Всё и Ничто (Андреева) - страница 73

Способность Кляйна балансировать между метафизикой и «ничтожным ничто», девальвацией абсолюта, в известной степени соответствовала особенности момента: переходу в 1960-х от профетического модернизма к скептическому постмодернизму. «История философии демонстрирует разделение на два великих потока: метафизику, которая строит интеллектуальные конструкции, и критическую философию, которая срывает их до основания, часто в попытках вернуть фокус к непосредственному переживанию реальности. <…> Хотя наша культура предпочитает философов, наполняющих ум, тем, которые его вычищают, это местное заблуждение: на каждого Пифагора был Зенон, на каждого Платона – Антисфен, на каждого Гегеля – Рассел.

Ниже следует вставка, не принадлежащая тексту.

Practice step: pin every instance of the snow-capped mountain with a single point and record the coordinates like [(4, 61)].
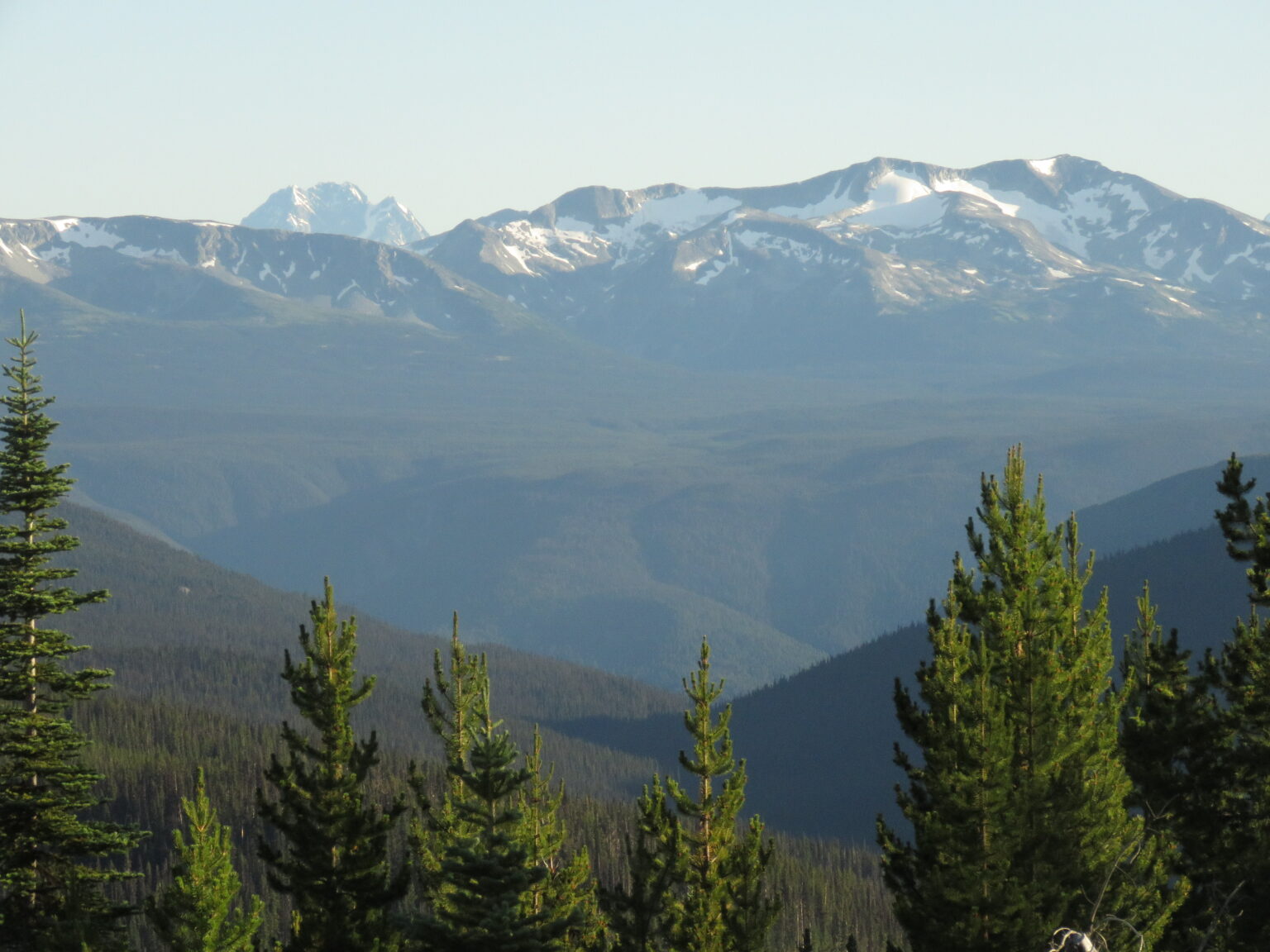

В англо-американской философии метафизика считалась более или менее кичем уже около 1910-х годов; как сказал Бертран Рассел, она всегда выдавала „желаемое за действительное“. Эта точка зрения возобладала через 50 лет. Многие художники рассматривали метафизические претензии Ньюмэна или Кляйна как кичевые… Они переходили от метафизики к критике метафизики. Когда Кошут говорил об „искусстве после философии“, он, кажется, хотел сказать именно „искусство после метафизики“»[161].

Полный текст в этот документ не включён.